In the future, we aim to examine the effect of platelet activation, platelet-derived molecules and platelet-triggered cross-talk with hepatocytes and immune cells in the context of HBV-induced hepatitis and HBV replication. We will focus on the identification of pathways that are directly activated or suppressed by platelets within (1) hepatocytes to affect virus replication and (2) within immune cells to alter polarization, immune status and anti-HBV responses. Using different knock-out mouse strains or therapeutic regimen affecting platelet biology we will apply models of chronic and acute HBV infection (e.g. AAV-based) as well as other models of chronic virus infection (e.g. LCMV) to test the role of platelets in contributing to infection-related changes of the liver tissue microenvironment and to shaping anti-HBV responses. Moreover, we will use a newly established liver 3D-culture model (termed liveroid), which allows long term HBV-infection of genuine human liver tissue for more than 4 weeks, to test the direct/indirect role of platelets on hepatocytes and on immune cells controlling HBV replication.

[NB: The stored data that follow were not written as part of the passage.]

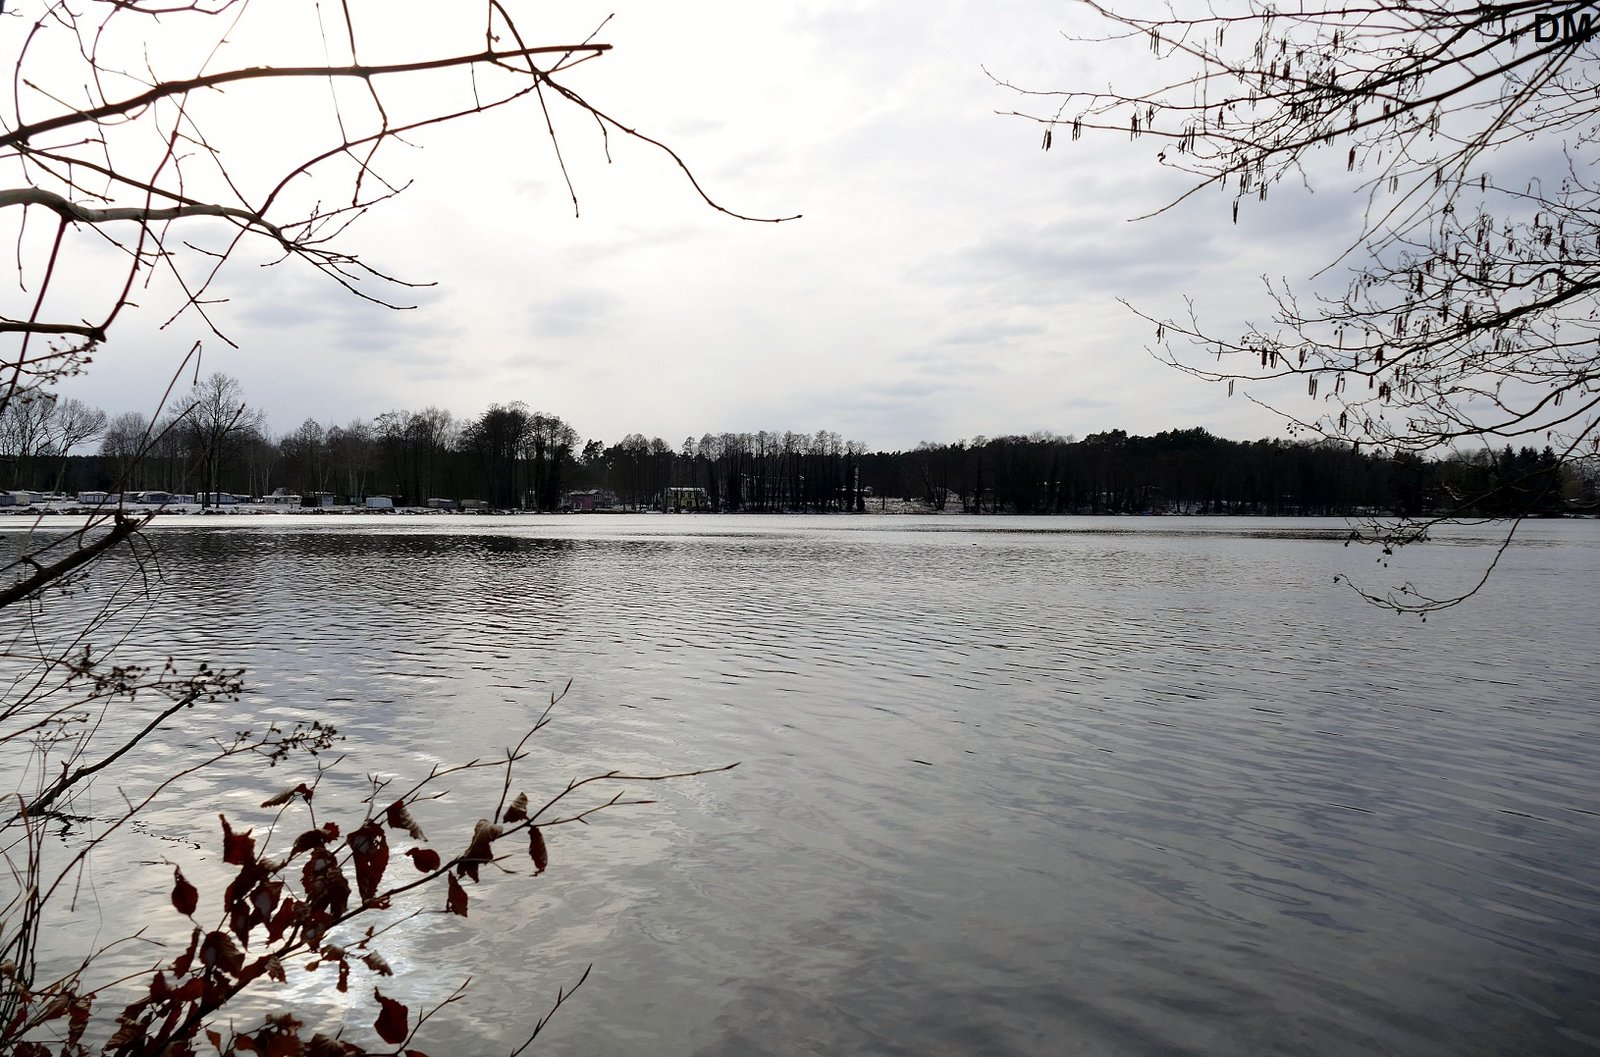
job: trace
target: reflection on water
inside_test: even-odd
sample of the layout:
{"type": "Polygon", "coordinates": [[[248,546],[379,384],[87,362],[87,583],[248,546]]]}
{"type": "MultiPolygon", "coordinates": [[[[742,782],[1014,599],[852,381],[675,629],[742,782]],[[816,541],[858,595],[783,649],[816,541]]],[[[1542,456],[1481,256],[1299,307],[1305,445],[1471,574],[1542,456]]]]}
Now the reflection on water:
{"type": "MultiPolygon", "coordinates": [[[[1492,526],[1385,571],[1316,521],[179,521],[126,648],[255,692],[137,766],[319,716],[353,801],[494,753],[569,678],[545,787],[742,761],[395,933],[397,991],[473,976],[461,1053],[591,960],[549,1052],[1588,1053],[1596,529],[1525,526],[1423,624],[1333,574],[1466,577],[1492,526]]],[[[195,778],[135,857],[210,848],[283,777],[195,778]]],[[[160,906],[164,878],[98,881],[160,906]]]]}

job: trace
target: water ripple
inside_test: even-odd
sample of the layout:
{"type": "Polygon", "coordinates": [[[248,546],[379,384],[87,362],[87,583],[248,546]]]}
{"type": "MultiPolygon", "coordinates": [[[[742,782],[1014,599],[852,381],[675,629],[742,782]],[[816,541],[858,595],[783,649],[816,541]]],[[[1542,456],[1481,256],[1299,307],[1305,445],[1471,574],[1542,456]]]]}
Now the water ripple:
{"type": "MultiPolygon", "coordinates": [[[[1329,586],[1371,555],[1328,522],[215,520],[155,533],[164,585],[116,633],[253,691],[146,778],[317,716],[355,799],[493,753],[569,678],[551,781],[743,761],[563,830],[559,869],[483,889],[491,928],[475,902],[396,933],[481,1008],[596,960],[557,1051],[1600,1048],[1592,523],[1525,526],[1479,604],[1420,624],[1329,586]]],[[[1492,526],[1447,542],[1404,575],[1470,571],[1492,526]]],[[[209,848],[220,808],[186,805],[248,816],[252,781],[195,776],[130,857],[209,848]]]]}

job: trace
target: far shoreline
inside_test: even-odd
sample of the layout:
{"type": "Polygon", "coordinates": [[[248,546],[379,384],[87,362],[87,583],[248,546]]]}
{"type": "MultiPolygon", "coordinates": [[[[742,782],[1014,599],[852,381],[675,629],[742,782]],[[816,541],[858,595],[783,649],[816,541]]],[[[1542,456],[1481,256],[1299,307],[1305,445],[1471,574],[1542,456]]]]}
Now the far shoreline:
{"type": "MultiPolygon", "coordinates": [[[[149,505],[149,506],[145,506],[145,505],[141,505],[141,504],[125,504],[125,505],[117,506],[117,505],[111,505],[111,504],[89,505],[89,504],[77,503],[77,502],[73,502],[73,501],[63,501],[63,502],[59,502],[59,503],[33,503],[33,504],[29,504],[27,506],[0,507],[0,518],[30,518],[30,517],[31,518],[40,518],[40,517],[95,518],[95,517],[105,517],[107,515],[117,514],[117,513],[135,515],[135,516],[140,515],[140,514],[153,513],[153,514],[161,515],[163,517],[163,519],[165,519],[166,517],[177,517],[177,518],[183,518],[185,520],[187,520],[189,518],[204,518],[204,519],[210,520],[210,519],[213,519],[213,518],[251,518],[251,519],[254,519],[254,518],[258,518],[258,517],[295,518],[295,519],[298,519],[298,518],[317,518],[317,517],[329,517],[329,516],[334,516],[334,517],[363,517],[363,518],[366,518],[366,517],[378,517],[378,518],[384,518],[384,517],[441,517],[441,516],[458,517],[458,518],[480,518],[480,517],[547,517],[547,518],[548,517],[559,517],[559,518],[579,517],[579,518],[587,518],[587,517],[614,517],[614,516],[619,516],[619,515],[620,516],[627,516],[627,515],[633,515],[633,516],[637,516],[637,515],[665,515],[665,516],[673,516],[673,517],[697,517],[697,516],[710,515],[710,516],[713,516],[713,517],[720,517],[720,516],[728,516],[728,517],[746,517],[746,516],[757,516],[757,517],[759,517],[759,516],[765,516],[765,517],[796,517],[796,516],[800,516],[800,517],[818,517],[818,516],[823,516],[823,517],[884,517],[884,518],[917,517],[917,516],[920,516],[920,517],[940,517],[940,518],[945,518],[945,517],[948,517],[948,518],[959,518],[959,517],[965,516],[965,517],[973,517],[973,518],[1017,517],[1017,518],[1028,518],[1028,519],[1033,519],[1033,518],[1133,518],[1133,519],[1138,519],[1138,518],[1184,518],[1184,519],[1188,519],[1188,518],[1229,518],[1229,519],[1231,519],[1231,518],[1262,518],[1262,519],[1271,519],[1271,520],[1315,519],[1315,520],[1336,520],[1336,521],[1351,521],[1351,520],[1371,519],[1371,518],[1381,518],[1381,519],[1386,519],[1387,520],[1387,519],[1399,519],[1399,518],[1403,517],[1403,515],[1401,515],[1401,514],[1395,513],[1393,511],[1386,511],[1386,510],[1356,510],[1356,511],[1350,511],[1350,512],[1346,512],[1346,513],[1272,513],[1272,512],[1264,512],[1264,511],[1258,511],[1258,510],[1233,510],[1233,511],[1166,510],[1166,511],[1139,511],[1139,512],[1107,510],[1107,511],[1099,511],[1099,512],[1066,511],[1066,512],[1060,512],[1060,513],[1054,513],[1054,512],[1052,512],[1052,513],[1018,513],[1016,511],[1005,511],[1005,510],[1001,510],[1001,511],[993,511],[993,510],[975,511],[975,510],[962,510],[962,509],[950,509],[950,508],[946,508],[944,510],[938,510],[938,509],[935,509],[931,503],[926,503],[926,502],[917,501],[917,500],[904,500],[904,499],[902,499],[902,500],[888,500],[887,503],[884,506],[882,506],[882,507],[880,507],[878,509],[873,509],[872,508],[873,506],[877,506],[877,503],[874,502],[874,503],[870,504],[868,509],[856,510],[856,511],[848,511],[848,510],[721,510],[721,511],[712,511],[712,510],[672,511],[672,510],[668,510],[668,511],[663,511],[663,510],[659,510],[659,509],[649,509],[649,508],[646,508],[646,509],[544,510],[544,511],[540,511],[540,510],[519,510],[519,509],[506,509],[506,510],[446,510],[446,509],[440,509],[440,508],[436,508],[436,507],[417,507],[417,506],[388,507],[388,508],[370,508],[370,507],[364,507],[364,506],[351,506],[351,505],[325,506],[325,507],[305,507],[305,506],[291,507],[291,506],[284,506],[282,504],[269,504],[269,503],[230,503],[230,504],[223,504],[223,505],[211,505],[211,506],[206,506],[206,507],[202,507],[198,503],[168,503],[168,504],[162,504],[162,505],[149,505]],[[889,505],[889,504],[892,504],[892,505],[889,505]]],[[[1444,515],[1444,514],[1426,513],[1426,512],[1420,513],[1420,514],[1414,514],[1414,515],[1411,515],[1411,517],[1414,520],[1425,520],[1425,519],[1430,519],[1430,518],[1440,518],[1440,519],[1451,520],[1451,521],[1471,521],[1471,522],[1514,520],[1512,518],[1506,518],[1506,517],[1498,517],[1497,518],[1497,517],[1460,517],[1460,516],[1458,516],[1458,517],[1453,517],[1452,518],[1452,517],[1449,517],[1448,515],[1444,515]]],[[[1548,514],[1548,515],[1540,515],[1540,516],[1537,516],[1537,517],[1530,516],[1528,518],[1528,520],[1586,521],[1586,520],[1596,520],[1597,518],[1600,518],[1600,514],[1586,514],[1586,513],[1581,513],[1581,512],[1578,512],[1578,513],[1563,512],[1563,513],[1554,513],[1554,514],[1548,514]]]]}

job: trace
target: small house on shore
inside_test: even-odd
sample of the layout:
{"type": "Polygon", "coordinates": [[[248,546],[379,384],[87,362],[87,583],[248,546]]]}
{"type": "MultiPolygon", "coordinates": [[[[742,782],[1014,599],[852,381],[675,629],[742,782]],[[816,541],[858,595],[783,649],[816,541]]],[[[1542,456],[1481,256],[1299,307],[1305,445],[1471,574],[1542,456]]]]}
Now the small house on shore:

II. ROLE OF T-CELL DERIVED LYMPHOTOXIN IN CONTRIBUTING TO THE LIVER MICROENVIRONMENT IN VIRAL HEPATITIS
Liver-directed immune responses are a general key objective of our group. In the past we have identified that Lymphotoxin (LT; LTab) expressed by T cells plays a major role in shaping the liver microenvironment (Haybaeck et al., Cancer Cell 2010; Finkin et al., Nature Immunology 2015). We have generated tools or use tools with which we can abrogate or overexpress LT expression on T-cells specifically (e.g. T-cell specific transgenic overexpression: lck-LTab tg mice; CD4-Cre LTa loxP/loxP). We have tested in the context of T cell migration, hepatic viral infection (e.g, LCMV) as well as antigen presentation (in vivo and in vitro), how LT expression affects T-cell migration into the liver, T-cell survival, viral clearance and antigen recognition (Heikenwalder et al., American Journal of Pathology 2008). Our data indicate that increased LT expression on T cells increases the efficacy of T cell homing into the liver, T cell persistence in the liver as well as killing of target cells. Thus, modulation of LT expression on T cells greatly affects the efficacy of T cell dynamics, survival and killing of viral infected cells. We have demonstrated that T-cell derived LT induces NF-kb signaling in hepatocytes that affects HBV clearance (Lucifora et al., Science 2014). By looking at HBV replication in vitro and LCMV-replication in vivo we demonstrated that hepatocyte-derived NF-kb signaling in hepatocyte indeed plays a dual role in attracting virus-specific CD8+ T cells and in amplifying IFN responses (Namineni et al., J Hepatol 2019) - thereby controlling viral clearance efficacy. In the future, we will dissect the underlying molecular mechanisms.